The competition is set to start in 2020 and Glamorgan will bid for their Cardiff home to be among eight new city venues playing 36 games in 38 days.
The host city bidding process starts on Wednesday, 29 March.
"I think it's exciting for the game of cricket," Rudolph told BBC Wales Sport.
"Potentially the ECB realise that in terms of T20 competitions around the world they're just lagging behind, and they need something new to try and bolster county cricket."
Squads of the eight T20 teams will be made up of 15 players and include three overseas players.
That will leave 96 players being selected from the 18 counties, which averages out at just over five apiece.
"I think it's potentially a great incentive for young players coming through the ranks, the young Aneurin Donalds and Kiran Carlsons [both Glamorgan players] of this world," added Rudolph.
"I don't think I will be around that time, but I'm happy for guys who can potentially play in that."
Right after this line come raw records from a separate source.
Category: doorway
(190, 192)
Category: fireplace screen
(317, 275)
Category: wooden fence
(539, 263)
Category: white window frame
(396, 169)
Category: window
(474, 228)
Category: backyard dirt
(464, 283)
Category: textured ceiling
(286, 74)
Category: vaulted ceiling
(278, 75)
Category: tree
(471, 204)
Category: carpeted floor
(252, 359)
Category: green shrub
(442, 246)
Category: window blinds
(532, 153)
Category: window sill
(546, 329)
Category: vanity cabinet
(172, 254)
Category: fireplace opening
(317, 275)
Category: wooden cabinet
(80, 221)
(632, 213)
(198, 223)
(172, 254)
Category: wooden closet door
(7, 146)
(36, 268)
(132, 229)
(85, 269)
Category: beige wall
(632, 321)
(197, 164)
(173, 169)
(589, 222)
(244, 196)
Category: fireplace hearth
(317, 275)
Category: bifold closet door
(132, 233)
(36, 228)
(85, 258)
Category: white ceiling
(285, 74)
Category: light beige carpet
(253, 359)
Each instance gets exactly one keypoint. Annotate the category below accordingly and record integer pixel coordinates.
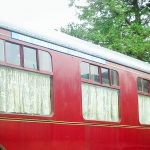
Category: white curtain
(100, 103)
(24, 92)
(144, 109)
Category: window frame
(100, 76)
(21, 67)
(89, 81)
(142, 92)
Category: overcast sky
(37, 14)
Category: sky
(42, 15)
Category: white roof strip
(77, 46)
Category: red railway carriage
(61, 93)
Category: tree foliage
(121, 25)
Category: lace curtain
(24, 92)
(144, 109)
(100, 103)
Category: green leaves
(121, 25)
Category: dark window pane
(30, 60)
(145, 86)
(45, 61)
(105, 76)
(1, 50)
(84, 70)
(94, 73)
(140, 84)
(13, 53)
(114, 78)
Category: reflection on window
(94, 73)
(1, 50)
(105, 76)
(30, 60)
(13, 53)
(114, 78)
(84, 70)
(45, 61)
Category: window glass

ECB chief executive Tom Harrison hopes the new competition will rival the Indian Premier League and Big Bash in Australia as the leading T20 tournaments in the world.
What is changing?
On Monday, the ECB presented a detailed overview of its proposals for a new Twenty20 competition to its 41 members. These included:
- Eight new teams playing combined total of 36 games over a 38-day summer window, with four home games per team
- All games televised, with significant free-to-air exposure
- No scheduling overlap with the existing T20 Blast competition
- An Indian Premier League-style play-off system to give more incentive for finishing higher up the league
- A players' draft, with squads of 15 including three overseas players
- Each of the 18 Counties guaranteed £1.3m
A referendum has been sent out, inviting stakeholders to sanction a tournament including eight teams, rather than the 18 counties, who traditionally contest the main domestic competitions.
The ECB is made up of 41 stakeholders, which includes the 18 first-class counties, the MCC, the Minor Counties Cricket Association and the recreational boards, and a minimum of 31 will need to vote in favour for the plans to progress.
"I will ask the ECB board to trigger a change in our Articles of Association to enable the introduction of the proposed new T20 competition," said ECB chairman Colin Graves.
"We face a ground-breaking opportunity in the weeks and months ahead - and if our members embrace it, the ECB will work with everyone in the game to ensure this huge potential and the investment that will come with this delivers an even stronger future for the game."